Banjarnegara – MI Ma’arif Al Falah Joyokusumo (MIMAU) melaksanakan kegiatan pengambilan rapor siswa semester ganjil dengan mengikuti program dari pemerintah yaitu Gerakan Ayah Mengambil Raport (Gemar). Kegiatan Gemar dilaksanakan pada Sabtu, (27/12/2025) yang bertempat di Surya Yudha Park 2, tepatnya di Lahan Dahar.

Dilansir dari detik.com bahwa program Gemar yang diadakan oleh pemerintah ini tertuang dalam SE Menteri Kependudukan dan Pembangunan Keluarga/Kepala BKKBN Nomor 14 Tahun 2025 tentang Gerakan Ayah Mengambil Raport. Surat edaran ditetapkan pada 1 Desember 2025 oleh Menteri Kependudukan dan Pembangunan Keluarga (Mendukbangga), Wihaji.

Kegiatan ini bertujuan untuk memperkuat peran ayah dalam mengasuh dan mendidik anak sejak dini. Dengan kehadiran seorang ayah pada momen – momen penting. Maka akan menciptakan kedekatan emosional yang dapat memberi pengeruh positif terhadap rasa percaya diri, kesiapan dan kenyamanan pada siswa dalam proses belajarnya.

Wali kelas IV B, Andira Yufita, mengatakan bahwa sejak pagi para ayah tampak hadir ke Lahan Dahar untuk menerima rapor dan berdiskusi langsung dengan wali kelas masing-masing mengenai perkembangan putra – putrinya selama di sekolah. Selain pengambilan rapor, kegiatan ini juga dimanfaatkan sebagai ajang untuk berkomunikasi antara pihak madrasah dan orang tua terkait capaian belajar, sikap, serta potensi peserta didik. Guru-guru memberikan penjelasan mengenai hasil belajar dan saran pendampingan yang dapat dilakukan orang tua di rumah.

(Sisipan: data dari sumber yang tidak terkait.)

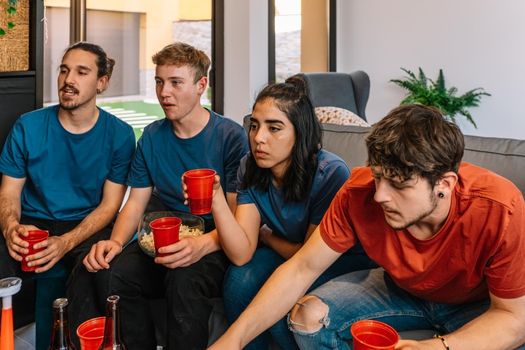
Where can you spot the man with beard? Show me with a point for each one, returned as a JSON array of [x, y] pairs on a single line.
[[449, 238], [64, 169]]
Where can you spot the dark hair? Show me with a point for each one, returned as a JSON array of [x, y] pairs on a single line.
[[104, 63], [415, 140], [181, 54], [291, 99]]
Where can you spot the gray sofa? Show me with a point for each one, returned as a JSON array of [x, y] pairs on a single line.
[[505, 157]]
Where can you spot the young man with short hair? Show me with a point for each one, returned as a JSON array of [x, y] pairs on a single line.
[[191, 274], [449, 238]]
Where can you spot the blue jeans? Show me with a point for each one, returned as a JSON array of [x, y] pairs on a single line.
[[241, 283], [371, 294]]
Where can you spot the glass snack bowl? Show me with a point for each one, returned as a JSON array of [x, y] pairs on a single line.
[[192, 225]]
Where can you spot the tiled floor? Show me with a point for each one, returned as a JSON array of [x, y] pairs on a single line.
[[25, 337]]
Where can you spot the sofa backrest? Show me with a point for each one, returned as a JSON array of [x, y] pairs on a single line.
[[505, 157]]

 “sejak pagi para Ayah sudah datang ke Lahan Dahar. Karena registrasi untuk pengambilan nomor antri raport dimulai dari jam 07.45 – 7.50. setelah itu baru kegiatan pengambilan rapor dilakukan. Kegiatan ini langsung digunakan oleh para wali murid untuk menanyakan perkambangan anak – anaknya seperti apa”, ujarnya.

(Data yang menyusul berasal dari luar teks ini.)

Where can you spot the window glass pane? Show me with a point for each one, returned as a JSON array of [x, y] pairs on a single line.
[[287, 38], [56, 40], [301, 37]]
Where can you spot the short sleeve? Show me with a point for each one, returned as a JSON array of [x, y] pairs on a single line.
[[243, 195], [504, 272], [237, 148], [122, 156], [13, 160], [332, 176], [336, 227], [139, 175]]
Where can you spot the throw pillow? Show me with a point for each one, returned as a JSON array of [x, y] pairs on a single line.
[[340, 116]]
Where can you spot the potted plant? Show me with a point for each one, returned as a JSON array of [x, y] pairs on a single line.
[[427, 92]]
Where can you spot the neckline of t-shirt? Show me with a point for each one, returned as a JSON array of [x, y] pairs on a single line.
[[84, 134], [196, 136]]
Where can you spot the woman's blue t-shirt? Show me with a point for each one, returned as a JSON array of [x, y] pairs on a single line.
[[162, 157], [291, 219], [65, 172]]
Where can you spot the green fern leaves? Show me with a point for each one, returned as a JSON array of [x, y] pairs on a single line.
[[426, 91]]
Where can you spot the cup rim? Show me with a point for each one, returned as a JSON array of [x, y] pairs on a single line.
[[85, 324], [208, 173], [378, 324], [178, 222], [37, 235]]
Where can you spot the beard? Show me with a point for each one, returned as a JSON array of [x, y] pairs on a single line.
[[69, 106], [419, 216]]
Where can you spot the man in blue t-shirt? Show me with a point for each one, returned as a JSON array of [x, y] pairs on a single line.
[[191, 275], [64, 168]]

Namun, meski telah mengikuti program pemerintah Gemar, tidak semua yang mengambil rapor siswa adalah para Ayah, tetapi ada beberapa Ibu siswa yang mengambil rapor. Hal ini karena ada beberapa Ayah para siswa yang bekerja di luar kota dan belum bisa untuk mengambil rapor putra – putrinya. Meski begitu, hal ini tidak menjadi masalah, dan pengambilan rapor siswa pun berjalan dengan lancar.

Dengan terlaksananya kegiatan Gemar ini, diharapkan agar para Ayah juga mengetahui perkembangan putra – putrinya seperti apa. Mengingat jika ada pengambilan rapor siswa  sering dihadiri oleh para Ibu. Maka dengan adanya kebijakan dari pemerintah ini diharapakan mampu mengurangi istilah Fatherless yang marak beredar di media sosial. (RN).